As doctors we're trained to identify ailments, disease, and pain.

In ortho, pain is the most important one of the three.

But the thing is...physical pain can be defined; the sharp pressure lingering long after the doctor says you're 'good to go.'

Emotional pain, however, cannot.

Emotional pain is different; the cause of the sweeping pressure over your heart different on every single person. One may have had a death in the family whereas another may just be depressed in general, not knowing the true cause to happiness' downfall.

It's a funny sort of thing, not that you realize when it happens, but that you let another person have such control of yourself. It's quite poetic. Not something a doctor does often. Not something anyone admits to doing often. Letting someone control you so deeply, letting them have such a deep hold on your heart.

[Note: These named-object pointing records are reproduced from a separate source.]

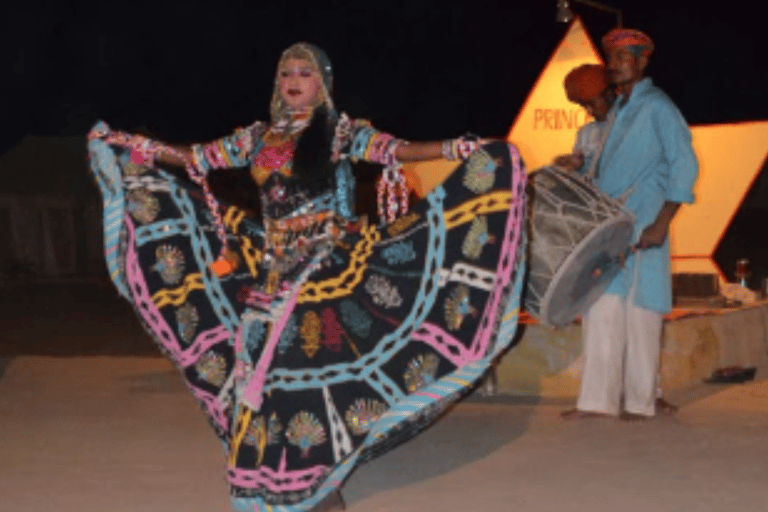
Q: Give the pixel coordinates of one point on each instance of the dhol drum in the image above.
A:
(577, 234)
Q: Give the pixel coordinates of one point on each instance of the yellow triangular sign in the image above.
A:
(730, 158)
(547, 124)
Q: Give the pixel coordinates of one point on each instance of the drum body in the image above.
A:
(577, 234)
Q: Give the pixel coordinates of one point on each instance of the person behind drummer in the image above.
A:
(588, 85)
(647, 161)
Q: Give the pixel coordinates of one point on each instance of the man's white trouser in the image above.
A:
(621, 356)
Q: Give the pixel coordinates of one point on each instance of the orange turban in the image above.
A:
(585, 82)
(628, 38)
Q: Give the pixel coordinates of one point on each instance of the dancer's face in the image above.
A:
(299, 83)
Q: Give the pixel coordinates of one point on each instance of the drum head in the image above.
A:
(586, 272)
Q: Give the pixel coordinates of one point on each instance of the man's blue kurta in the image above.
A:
(648, 155)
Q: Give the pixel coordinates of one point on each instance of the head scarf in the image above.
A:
(634, 40)
(319, 60)
(585, 82)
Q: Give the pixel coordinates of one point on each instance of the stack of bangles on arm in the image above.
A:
(144, 151)
(461, 147)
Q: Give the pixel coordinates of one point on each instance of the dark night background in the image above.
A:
(185, 71)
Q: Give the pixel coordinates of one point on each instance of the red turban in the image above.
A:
(585, 82)
(627, 37)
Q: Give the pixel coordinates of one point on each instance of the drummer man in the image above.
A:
(647, 160)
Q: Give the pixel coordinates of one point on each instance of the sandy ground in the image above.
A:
(102, 430)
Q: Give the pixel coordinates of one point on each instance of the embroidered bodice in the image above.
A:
(296, 220)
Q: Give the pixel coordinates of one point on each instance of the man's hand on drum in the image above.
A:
(572, 162)
(655, 234)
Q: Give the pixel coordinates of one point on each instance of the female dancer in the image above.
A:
(314, 342)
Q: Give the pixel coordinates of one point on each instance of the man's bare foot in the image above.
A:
(665, 407)
(578, 414)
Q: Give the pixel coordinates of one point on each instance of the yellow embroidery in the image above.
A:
(343, 284)
(488, 203)
(310, 331)
(243, 420)
(179, 295)
(233, 217)
(402, 224)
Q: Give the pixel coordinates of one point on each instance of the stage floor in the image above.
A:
(697, 340)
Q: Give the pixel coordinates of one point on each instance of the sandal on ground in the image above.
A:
(577, 414)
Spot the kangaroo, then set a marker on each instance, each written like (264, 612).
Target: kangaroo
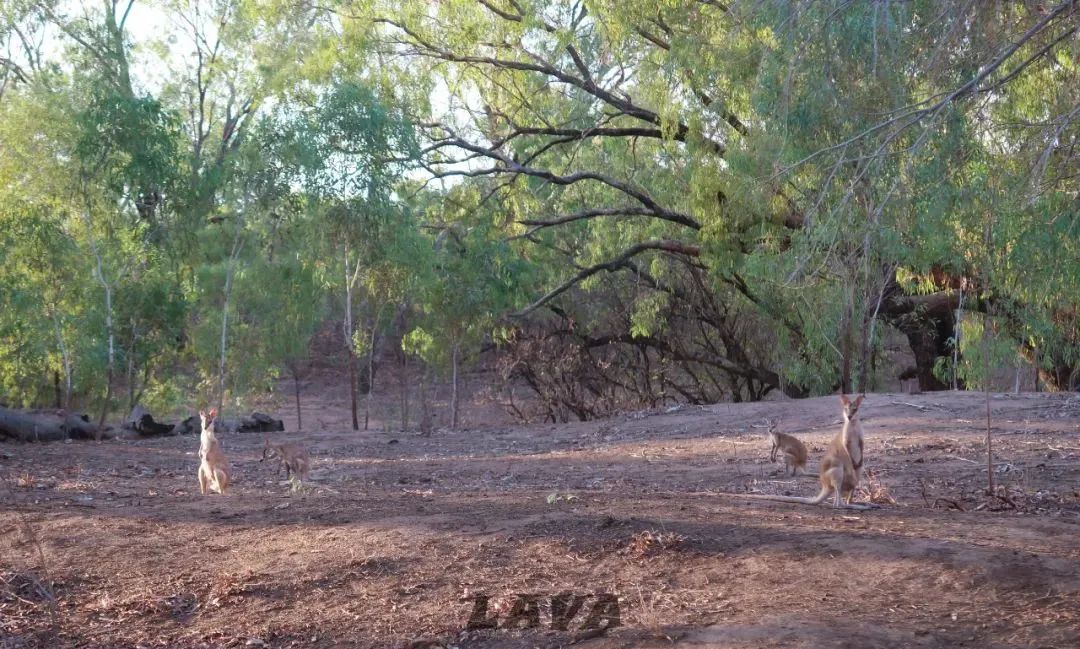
(213, 465)
(838, 475)
(291, 456)
(794, 451)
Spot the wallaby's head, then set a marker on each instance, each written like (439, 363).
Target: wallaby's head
(772, 423)
(269, 451)
(850, 407)
(208, 420)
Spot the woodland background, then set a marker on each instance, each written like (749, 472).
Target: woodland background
(612, 204)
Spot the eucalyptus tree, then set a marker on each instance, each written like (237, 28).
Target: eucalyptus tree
(781, 148)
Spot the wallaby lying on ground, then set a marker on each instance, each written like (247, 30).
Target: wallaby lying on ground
(794, 451)
(840, 469)
(291, 456)
(213, 465)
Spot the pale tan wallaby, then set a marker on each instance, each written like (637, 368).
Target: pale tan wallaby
(291, 456)
(838, 474)
(793, 450)
(213, 465)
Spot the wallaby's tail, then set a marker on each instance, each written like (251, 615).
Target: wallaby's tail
(815, 500)
(220, 481)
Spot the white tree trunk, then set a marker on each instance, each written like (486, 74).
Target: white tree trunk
(454, 393)
(238, 244)
(65, 360)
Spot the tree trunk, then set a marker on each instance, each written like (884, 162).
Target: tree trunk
(111, 361)
(846, 326)
(350, 278)
(65, 361)
(296, 392)
(370, 381)
(404, 389)
(426, 423)
(454, 387)
(233, 255)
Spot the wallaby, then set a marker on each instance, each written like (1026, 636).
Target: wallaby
(213, 465)
(852, 433)
(838, 474)
(291, 456)
(794, 451)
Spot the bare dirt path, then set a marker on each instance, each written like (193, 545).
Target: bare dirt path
(110, 544)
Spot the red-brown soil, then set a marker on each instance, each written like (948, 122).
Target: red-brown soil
(110, 544)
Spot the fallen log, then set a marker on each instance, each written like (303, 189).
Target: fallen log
(148, 428)
(22, 427)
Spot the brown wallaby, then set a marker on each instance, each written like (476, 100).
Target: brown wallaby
(291, 456)
(838, 474)
(793, 450)
(213, 465)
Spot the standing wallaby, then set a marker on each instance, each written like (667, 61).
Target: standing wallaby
(838, 474)
(852, 434)
(293, 457)
(794, 451)
(213, 465)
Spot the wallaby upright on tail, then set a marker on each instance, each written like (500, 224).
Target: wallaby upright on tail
(293, 457)
(793, 450)
(840, 469)
(213, 465)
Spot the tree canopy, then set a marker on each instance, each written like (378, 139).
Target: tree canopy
(625, 202)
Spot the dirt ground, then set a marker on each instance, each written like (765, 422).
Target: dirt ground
(389, 544)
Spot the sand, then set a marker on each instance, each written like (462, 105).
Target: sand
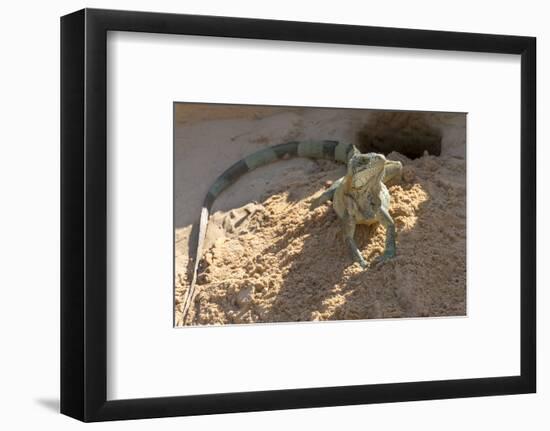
(270, 259)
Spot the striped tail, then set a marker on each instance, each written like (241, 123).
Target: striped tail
(331, 150)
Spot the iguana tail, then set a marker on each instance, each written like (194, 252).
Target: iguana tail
(331, 150)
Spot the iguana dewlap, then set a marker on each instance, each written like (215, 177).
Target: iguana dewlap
(359, 197)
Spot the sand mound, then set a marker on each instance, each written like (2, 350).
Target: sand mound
(277, 261)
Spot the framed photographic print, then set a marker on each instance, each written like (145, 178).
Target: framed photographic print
(262, 215)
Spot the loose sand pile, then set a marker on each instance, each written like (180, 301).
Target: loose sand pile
(277, 261)
(269, 258)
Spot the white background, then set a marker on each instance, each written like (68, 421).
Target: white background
(146, 73)
(30, 228)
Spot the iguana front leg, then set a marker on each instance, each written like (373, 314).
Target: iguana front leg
(385, 220)
(348, 227)
(327, 195)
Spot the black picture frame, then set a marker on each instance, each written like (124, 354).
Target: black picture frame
(84, 214)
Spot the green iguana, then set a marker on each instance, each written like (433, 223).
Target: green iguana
(359, 197)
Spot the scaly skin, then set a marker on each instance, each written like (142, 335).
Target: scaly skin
(359, 197)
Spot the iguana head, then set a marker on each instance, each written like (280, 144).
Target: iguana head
(366, 168)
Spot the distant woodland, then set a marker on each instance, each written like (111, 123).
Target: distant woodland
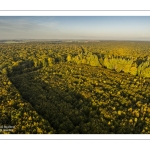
(77, 87)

I'm that irrational doctor who does so—the one who lets others control their emotions.

George…

Well, I thought I loved George, thought being the key word.

He broke me, because I let him stick his grimy little cheating hands into my chest cavity and grab hold of my heart.

Then Mark came along.

Mark came along and tried his best to pick up the pieces, but the harder he tried, the more the pieces slipped from his grasp.

Then there was Dr. Hahn…

She came along, and with those lovely hands of hers picked up the pieces, gluing the vital muscle back together, keeping it for herself.

And I let her keep it, too.

Dr. Hahn…Dr. Erica Hahn…

She studied it, memorizing each and every crevice, knowing it; inside and out.

She promised to take care of it. A surgeon's care, she'd said to me, so when she dropped it, it was no longer muscle. It was like the china my mother only took out on Christmas and Easter, not even letting me handle the fine porcelain until my first time home from college. She just smiled, and handed me a plate, and I knew the significance of the event, but my heart? No, the sound of my heart shattering on the ground as Erica walked away from me? That was worse than any nerves I felt that evening as I set the table.

For weeks, I walked around, my chest empty, not sure if I was even alive.

Then months…it was sick. I was worried. That's why I sat there that night, crying into my drink. I was worried. I hadn't heard from her for almost four months, and I was just worried, worried about my best friend. It was disgusting.

Then Arizona came along.

She came along, and taught me something.

You see, no one ever made me pick up the pieces on my own.

No one ever made me be strong.

It was…refreshing.

Knowing I had something to work for only made it better, but she made me pick up the pieces.

You see, there's quite a big difference between Mark's 'walk tall,' and her kiss in the bathroom, or at least there is to me.

She taught me how to me strong in the face of unspeakable danger…or at least what counts as unspeakable to me.

She taught me, not only, how to glue the pieces back together, but to add any type of viscid material within my reach. It wasn't something I could do in a day or two; it took time, but time that one Miss Arizona Robbins was happy to take.

I smiled to myself, god, that woman was perfect.